Tuesday, August 08, 2006

update!

The middle child, we have learned, also won first place for his sculptured fish!

*yay*

Again, I didn't bring my camera tonight. Somehow it gets eclipsed in the flurry of getting everyone out the door.

We had a leisurely evening at the county Fair tonight. After eating dinner on the Fairgrounds from one of the fine vendors serving food from a camper (you haven't lived till you've sampled a chocolate-covered banana), the teenager and I sat down at the Bingo stand and played a round or two, because it's never too soon to learn what old people look like when they swear. Very important life lesson this.

I also played Skee Ball for the first time in my life. I got a score of 140, which isn't bad, considering. I have decided, now that pinball seems passe, that Skee Ball could be my new enthusiasm. It's so much fun. Though I did get carried away once (er...yes, only once.) and pitched too hard and made the wooden ball ricochet back off the metal grate into the crowd. No injuries were reported.

The Skee Ball attendant was a nineteen-year-old girl who kept making out with her Slavic boyfriend while I played the game. She'd come up for air long enough to give me another token, and then they'd resume the clinch. I had so much total concentration into beating my top score of 140 that I really didn't care. The wistful enchantment of their first love was totally lost on me. They could have gone ahead and conceived their first child on one of the vacant Skee Ball alleys and I wouldn't even have looked over. Just as long as they left me enough tokens to keep playing.

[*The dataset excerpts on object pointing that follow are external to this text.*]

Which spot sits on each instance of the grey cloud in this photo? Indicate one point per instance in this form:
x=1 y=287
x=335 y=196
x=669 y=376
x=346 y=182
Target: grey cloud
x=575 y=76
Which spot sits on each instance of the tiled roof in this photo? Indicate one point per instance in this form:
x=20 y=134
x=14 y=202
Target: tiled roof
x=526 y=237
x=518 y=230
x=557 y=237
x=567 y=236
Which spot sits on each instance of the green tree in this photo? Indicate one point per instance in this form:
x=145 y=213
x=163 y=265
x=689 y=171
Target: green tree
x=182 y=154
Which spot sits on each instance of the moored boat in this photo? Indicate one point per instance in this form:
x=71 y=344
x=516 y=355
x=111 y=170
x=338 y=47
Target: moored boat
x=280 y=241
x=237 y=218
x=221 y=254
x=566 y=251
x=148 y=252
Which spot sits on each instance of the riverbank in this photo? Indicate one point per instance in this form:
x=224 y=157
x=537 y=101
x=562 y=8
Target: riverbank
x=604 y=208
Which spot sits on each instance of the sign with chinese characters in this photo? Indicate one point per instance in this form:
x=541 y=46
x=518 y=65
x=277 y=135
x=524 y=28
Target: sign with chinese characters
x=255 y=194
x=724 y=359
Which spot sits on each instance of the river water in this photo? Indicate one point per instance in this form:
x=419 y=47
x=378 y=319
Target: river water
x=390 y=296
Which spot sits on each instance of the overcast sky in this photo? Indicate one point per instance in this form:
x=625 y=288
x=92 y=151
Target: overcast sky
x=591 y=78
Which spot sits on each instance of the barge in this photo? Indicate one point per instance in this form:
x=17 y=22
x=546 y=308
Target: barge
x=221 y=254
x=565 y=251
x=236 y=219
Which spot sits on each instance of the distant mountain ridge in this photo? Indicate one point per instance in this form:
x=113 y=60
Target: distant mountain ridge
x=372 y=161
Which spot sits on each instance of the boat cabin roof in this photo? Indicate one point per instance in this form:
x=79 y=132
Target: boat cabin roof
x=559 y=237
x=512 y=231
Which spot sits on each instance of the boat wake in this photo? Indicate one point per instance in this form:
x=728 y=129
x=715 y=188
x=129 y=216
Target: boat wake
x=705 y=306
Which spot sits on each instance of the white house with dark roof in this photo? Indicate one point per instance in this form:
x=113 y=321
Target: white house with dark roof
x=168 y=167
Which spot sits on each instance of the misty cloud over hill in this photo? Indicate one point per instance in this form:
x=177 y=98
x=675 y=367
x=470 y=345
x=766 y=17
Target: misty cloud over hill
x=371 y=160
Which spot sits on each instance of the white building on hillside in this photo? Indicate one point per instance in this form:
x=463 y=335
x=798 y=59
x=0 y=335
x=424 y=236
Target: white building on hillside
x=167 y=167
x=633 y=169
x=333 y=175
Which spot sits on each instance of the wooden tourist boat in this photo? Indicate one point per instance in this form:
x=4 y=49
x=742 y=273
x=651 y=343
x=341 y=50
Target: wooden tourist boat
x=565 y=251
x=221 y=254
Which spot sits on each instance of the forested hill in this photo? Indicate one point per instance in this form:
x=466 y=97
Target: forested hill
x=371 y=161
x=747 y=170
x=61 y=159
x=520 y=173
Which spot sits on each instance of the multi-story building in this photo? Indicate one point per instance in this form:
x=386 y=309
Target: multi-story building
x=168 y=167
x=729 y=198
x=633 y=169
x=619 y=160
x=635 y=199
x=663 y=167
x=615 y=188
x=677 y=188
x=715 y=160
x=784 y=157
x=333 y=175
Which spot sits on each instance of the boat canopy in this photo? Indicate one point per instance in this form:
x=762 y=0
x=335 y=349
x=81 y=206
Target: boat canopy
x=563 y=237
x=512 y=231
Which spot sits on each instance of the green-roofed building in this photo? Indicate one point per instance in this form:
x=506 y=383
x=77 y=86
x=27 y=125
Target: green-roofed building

If not, I would have had to interrupt them rudely and demand they take it elsewhere. Because, you know, first things first.

I bet I could go back tomorrow and get 170. I was so close. I really, really was.

It's great about my middle kid, though, isn't it? And he was the one who was resolute that he'd never win anything, that he has no more to offer, that the art world is thriving well without him and he could pull up stakes and go home; nary a critic would blink.

So melodramatic. I have no idea where he gets that from.